Plutôt que d’invoquer une telle Justice, les Palestiniens devraient prendre acte que le rouleau compresseur de l’Histoire est passé, et penser à leur présent et leur avenir pour éviter de se focaliser de manière obsessionnelle sur un passé révolu, fantasmé et devenu hors-sol.
En termes géopolitiques, ce concept de Justice est toujours une chimère controversée alors que le compromis, avec tous ses défauts, s’inscrit dans le réel. Malheureusement, en suggérant une appropriation on ne peut plus simpliste de ce territoire par le mouvement sioniste, les cartes qui apparaissent sur l’image traitée dans ce texte ne favorisent pas du tout un tel changement d’attitude, et c’est bien regrettable.
[1] Il convient encore et toujours de rappeler qu’à l’époque, peu de gens utilisaient ce terme de « Palestiniens » pour désigner les Arabes vivant sur ce territoire administré par les Britanniques. À tout prendre, ce qualificatif de Palestiniens était plutôt réservé aux Juifs qui y résidaient.
[2] https://frblogs.timesofisrael.com/peuplement-de-la-palestine/
[3] Les États arabes qui ont envahi Israël le 15 mai 1948 sont l’Égypte, la Syrie, le Liban et la Jordanie et l’Irak.
[4] Le récit israélien tend à surévaluer cet argument d’appel des autorités arabes à fuir les combats alors qu’en réalité il n’a pas tant joué que cela. Surtout que lorsqu’elle a pris conscience du phénomène massif de cet exode et de ses conséquences potentielles, la direction arabe a vite changé ses mots d’ordre en ordonnant aux civils de rester sur place. L’ouvrage de Ephraïm Karsh, « Palestine Betrayed », retrace assez précisément la chronologie et le récit des événements tragiques de cette période.
[5] Cet épisode reste controversé mais n’est certainement pas à l’honneur de l’armée israélienne, ou plutôt de sa composante Irgun Tvaï Leumi (IZL) dont les membres ont jeté des grenades dans des maisons et des caves où des civils s’étaient réfugiés. L’argument avancé par lZL comme quoi le village abritait des combattants reste peu convaincant au regard du grand nombre de victimes civiles.

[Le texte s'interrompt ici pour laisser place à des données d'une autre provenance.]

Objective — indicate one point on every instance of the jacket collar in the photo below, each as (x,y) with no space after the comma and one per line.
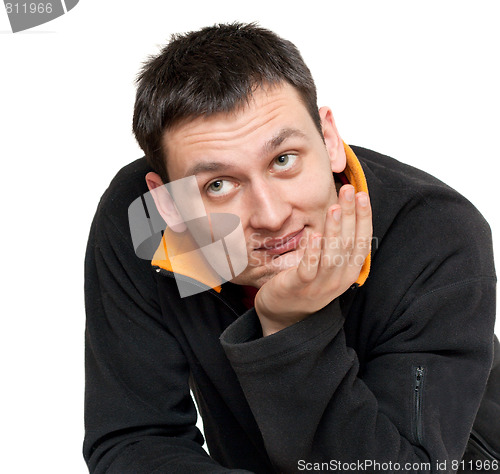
(179,253)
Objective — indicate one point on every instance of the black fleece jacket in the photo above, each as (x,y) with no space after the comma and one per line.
(391,372)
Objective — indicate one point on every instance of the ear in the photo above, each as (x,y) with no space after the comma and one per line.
(164,203)
(333,142)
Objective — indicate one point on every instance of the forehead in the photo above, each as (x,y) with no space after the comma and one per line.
(269,112)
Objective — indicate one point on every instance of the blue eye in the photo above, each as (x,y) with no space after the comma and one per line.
(220,187)
(284,162)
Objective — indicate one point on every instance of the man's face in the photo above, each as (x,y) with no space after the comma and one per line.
(266,163)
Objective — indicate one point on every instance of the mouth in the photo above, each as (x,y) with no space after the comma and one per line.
(283,244)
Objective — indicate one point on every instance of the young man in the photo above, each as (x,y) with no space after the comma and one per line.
(323,352)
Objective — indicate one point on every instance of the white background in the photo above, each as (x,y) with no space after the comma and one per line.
(417,81)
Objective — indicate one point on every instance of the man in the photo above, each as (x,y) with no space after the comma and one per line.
(324,352)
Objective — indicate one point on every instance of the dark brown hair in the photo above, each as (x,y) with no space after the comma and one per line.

[6] Il existe un recueil de ces caricatures publiées par la presse arabe qui ne laisse aucun doute sur le sort funeste qui attendait la population juive si les armées arabes avaient prévalu. Voir https://www.amazon.com/Annihilated-Selection-Cartoons-Aneanti-Caricatures/dp/B00NIVIMZS
[7] L’ouvrage de « The Vanquished » de Robert Gerwarth retrace l’anarchie qui s’est emparée des espaces occupés par ces empires à la fin de la première guerre mondiale. Ces espaces ont connu des épisodes de très grande violence, épisodes aujourd’hui oubliés.
[8] Il s’agit ici des terres attribuées à l’État arabe en 1947 et qui sont situées à l’intérieur de la ligne verte qui délimite les frontières de l’État d’Israël à la veille de la guerre des Six Jours.